Meet our member: Kopiosto in Finland
On 1st July, Finland takes over the Presidency of the Council of the EU. Finland is the number one happiest country in the world, has 3 million saunas (more than they have cars) and Finns are the biggest coffee drinkers in the world (12kg per person per year). Kopiosto, the Finnish copyright organisation, has actively been promoting creative works for more than 40 years, and joined the SAA as a member in 2010.
Kopiosto serves more than 50,000 authors’ work and promotes the creative economy in Finland. Besides audiovisual authors, Kopiosto also represents other authors such as music composers, translators, photographers, illustrators, graphic designers, as well as publishers and performers (musicians, actors). They provide licences for the copying and digital use of works and publications as well as for the various ways of using TV programmes. In 2017, they distributed €50 million of royalties to their members, of which €8,6 million went directly to audiovisual authors. Besides enforcing creators’ rights, they fund awards that give visibility to Finnish creative works as well as grants supporting new projects. Furthermore, Kopiosto is supported by the Finnish National Agency for Education and provides for a ‘Copyright School’ (in Swedish and Finish), offering educational and playful learning material about copyright and authors’ rights from elementary school up until University level, for students and teachers.
I spoke to Arto Tamminen, Director of Licensing Development at Kopiosto and new member of the SAA Board of Directors to learn more.
Why did Kopiosto join the SAA?
Joining the SAA was an easy decision. Kopiosto has always been open to international cooperation, we were a founding member of IFFRO (the International Federation of Reproduction Rights Organisations) and IDA (International Database for Audiovisual Authors). Copyright is international and movies and TV programmes comes from all over. The SAA is a network to learn from each other how to best manage our international repertoires.

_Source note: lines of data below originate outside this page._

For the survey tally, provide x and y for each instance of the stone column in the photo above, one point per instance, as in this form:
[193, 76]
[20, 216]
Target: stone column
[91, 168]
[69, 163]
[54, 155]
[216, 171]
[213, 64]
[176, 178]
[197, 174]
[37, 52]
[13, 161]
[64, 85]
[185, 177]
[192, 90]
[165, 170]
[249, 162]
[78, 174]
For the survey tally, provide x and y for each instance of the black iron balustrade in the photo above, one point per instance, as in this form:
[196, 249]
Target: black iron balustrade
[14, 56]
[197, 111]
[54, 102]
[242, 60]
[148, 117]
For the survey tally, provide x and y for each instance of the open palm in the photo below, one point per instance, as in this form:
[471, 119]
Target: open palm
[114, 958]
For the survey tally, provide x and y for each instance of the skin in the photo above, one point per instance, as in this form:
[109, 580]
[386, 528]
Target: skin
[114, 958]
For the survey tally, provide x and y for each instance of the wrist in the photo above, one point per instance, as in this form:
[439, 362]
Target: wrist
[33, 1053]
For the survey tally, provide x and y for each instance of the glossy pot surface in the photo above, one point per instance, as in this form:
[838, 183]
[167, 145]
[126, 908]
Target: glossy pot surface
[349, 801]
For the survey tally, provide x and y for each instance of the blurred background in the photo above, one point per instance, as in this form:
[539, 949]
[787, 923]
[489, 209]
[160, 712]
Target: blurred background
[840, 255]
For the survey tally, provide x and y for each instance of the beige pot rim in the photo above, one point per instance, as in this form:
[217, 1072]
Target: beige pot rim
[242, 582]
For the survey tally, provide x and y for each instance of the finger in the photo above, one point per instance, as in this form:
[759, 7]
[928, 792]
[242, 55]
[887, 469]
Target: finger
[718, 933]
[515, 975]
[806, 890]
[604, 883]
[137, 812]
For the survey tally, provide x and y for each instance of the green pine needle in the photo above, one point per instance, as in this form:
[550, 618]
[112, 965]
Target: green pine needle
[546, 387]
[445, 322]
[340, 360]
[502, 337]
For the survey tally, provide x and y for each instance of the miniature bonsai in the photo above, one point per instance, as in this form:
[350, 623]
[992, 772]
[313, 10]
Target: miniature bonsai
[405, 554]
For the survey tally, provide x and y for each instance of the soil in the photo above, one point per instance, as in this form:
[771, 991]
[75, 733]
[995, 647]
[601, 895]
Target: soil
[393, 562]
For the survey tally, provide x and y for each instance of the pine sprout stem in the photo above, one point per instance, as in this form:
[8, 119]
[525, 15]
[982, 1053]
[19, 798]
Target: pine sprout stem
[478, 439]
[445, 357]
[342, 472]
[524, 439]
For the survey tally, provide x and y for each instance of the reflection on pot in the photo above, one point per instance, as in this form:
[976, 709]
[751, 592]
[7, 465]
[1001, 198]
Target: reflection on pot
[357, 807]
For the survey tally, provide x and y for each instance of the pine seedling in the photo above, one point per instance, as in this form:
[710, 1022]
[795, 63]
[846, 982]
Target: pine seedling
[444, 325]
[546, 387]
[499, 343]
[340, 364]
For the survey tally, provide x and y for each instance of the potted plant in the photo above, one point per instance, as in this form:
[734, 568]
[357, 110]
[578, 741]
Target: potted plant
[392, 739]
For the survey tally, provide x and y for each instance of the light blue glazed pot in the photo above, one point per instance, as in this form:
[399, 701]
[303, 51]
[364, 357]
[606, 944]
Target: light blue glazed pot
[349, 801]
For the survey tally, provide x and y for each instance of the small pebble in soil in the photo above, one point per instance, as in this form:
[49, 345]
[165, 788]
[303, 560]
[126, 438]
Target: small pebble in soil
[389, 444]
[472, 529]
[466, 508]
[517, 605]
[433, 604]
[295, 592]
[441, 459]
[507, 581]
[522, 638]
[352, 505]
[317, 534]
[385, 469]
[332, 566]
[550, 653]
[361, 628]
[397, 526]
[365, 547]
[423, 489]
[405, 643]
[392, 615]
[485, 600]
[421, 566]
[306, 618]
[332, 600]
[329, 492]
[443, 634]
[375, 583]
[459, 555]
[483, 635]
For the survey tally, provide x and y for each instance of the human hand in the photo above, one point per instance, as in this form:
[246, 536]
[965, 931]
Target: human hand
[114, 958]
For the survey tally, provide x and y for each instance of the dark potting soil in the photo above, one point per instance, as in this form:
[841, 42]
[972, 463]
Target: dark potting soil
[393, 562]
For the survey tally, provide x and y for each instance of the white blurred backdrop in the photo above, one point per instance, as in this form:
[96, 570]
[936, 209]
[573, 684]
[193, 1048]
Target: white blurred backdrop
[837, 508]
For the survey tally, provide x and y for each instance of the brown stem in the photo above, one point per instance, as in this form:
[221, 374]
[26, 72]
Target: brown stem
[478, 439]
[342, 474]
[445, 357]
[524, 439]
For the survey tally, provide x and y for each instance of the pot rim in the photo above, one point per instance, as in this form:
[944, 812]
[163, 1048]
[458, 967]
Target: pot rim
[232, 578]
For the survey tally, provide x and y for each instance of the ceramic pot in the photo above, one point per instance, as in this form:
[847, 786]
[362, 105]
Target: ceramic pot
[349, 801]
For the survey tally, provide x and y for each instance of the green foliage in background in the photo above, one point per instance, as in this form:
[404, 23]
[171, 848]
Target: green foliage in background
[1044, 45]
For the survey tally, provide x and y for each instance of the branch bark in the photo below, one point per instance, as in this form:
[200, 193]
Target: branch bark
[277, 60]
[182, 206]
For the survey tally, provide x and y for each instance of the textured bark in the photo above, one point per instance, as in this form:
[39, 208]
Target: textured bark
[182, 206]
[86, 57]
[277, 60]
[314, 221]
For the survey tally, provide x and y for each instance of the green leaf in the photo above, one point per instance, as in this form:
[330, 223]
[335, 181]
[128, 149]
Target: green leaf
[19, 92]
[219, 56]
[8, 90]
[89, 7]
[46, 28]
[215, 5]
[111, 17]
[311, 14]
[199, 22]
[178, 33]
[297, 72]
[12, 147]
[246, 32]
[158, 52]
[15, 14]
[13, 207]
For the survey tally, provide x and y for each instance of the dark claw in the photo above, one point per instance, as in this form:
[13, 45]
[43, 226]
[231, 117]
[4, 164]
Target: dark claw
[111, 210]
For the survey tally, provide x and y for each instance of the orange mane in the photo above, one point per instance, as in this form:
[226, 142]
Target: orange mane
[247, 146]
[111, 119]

We also have a longstanding cooperation with the Scandinavian countries.
Being a member of the SAA, we receive more information about what is happening on an EU-level and in other countries. The SAA gives us a stronger voice and as a board member we can be part of influencing authors’ rights for audiovisual works in Europe, in a way that we cannot do on our own.
Even if the situation is different for collective management organisations across Europe, we can still learn a lot from each other. In Finland there are only a handful of people working on these very specific and demanding issues of audiovisual authors’ rights. It is therefore really valuable to have the chance to meet colleagues from other countries who are faced with similar issues, and who have found solutions to problems we have not solved yet.
To illustrate, Arto explained that some EU countries are further along than Finland when it comes to video-on-demand licensing, while the Finnish unique model for licensing of online recording services of TV programmes (so called N-PVR services) can serve as an example for others. Following joint advocacy efforts with a broad audiovisual coalition of major cable operators, broadcasters and other CMO’s, Kopiosto managed in 2015 to put in place a solution for cable operators that offer to record TV programmes for customers to download and view later. It included an amendment to the Finnish Copyright Act for a new extended collective licensing clause and a new licensing model. In 2018, this licence scheme generated €15 million for the authors and producers.
What are the most important issues for Kopiosto at the moment?
One of our main priorities is to tackle the issue of Finnish operators that do not consider their cable distribution of domestic TV channels as a retransmission. This has been on our table for many years and it is a big problem as no remuneration have ever been paid for the retransmission of domestic TV channels. In other Nordic and European countries, retransmission is the oldest and most established area of audiovisual collective licensing and it includes domestic channels. We would like to see the same development in Finland. This is why we filed a lawsuit in January 2018 against the internet service provider Telia. Unfortunately, the case was lost in the Finnish Market Court but might be referred to the Supreme Court.
Another long-term work that we have started to discuss with our members is the new EU Directives on Copyright in the Digital Single Market and their implication on our work, as it has to be implemented within two years. SAA is a central platform when coordinating the common views on these crucial implementation processes.
A third priority is to continue pushing for audiovisual authors’ unwaivable right to remuneration. Audiovisual authors are in the weakest negotiation position and often forced to give away their rights. It is our role to protect and manage their rights.
We ended with a ‘Nähdään pian’ (“see you soon”) as Kopiosto will kindly host the SAA next Board meeting in Helsinki in September. We might also have the chance to meet in on the 10-11 September as the Finish EU Presidency will organise an Audiovisual Policy Conference on ‘Creation, Innovation and Promotion - Competitiveness of European Audiovisual Industry’.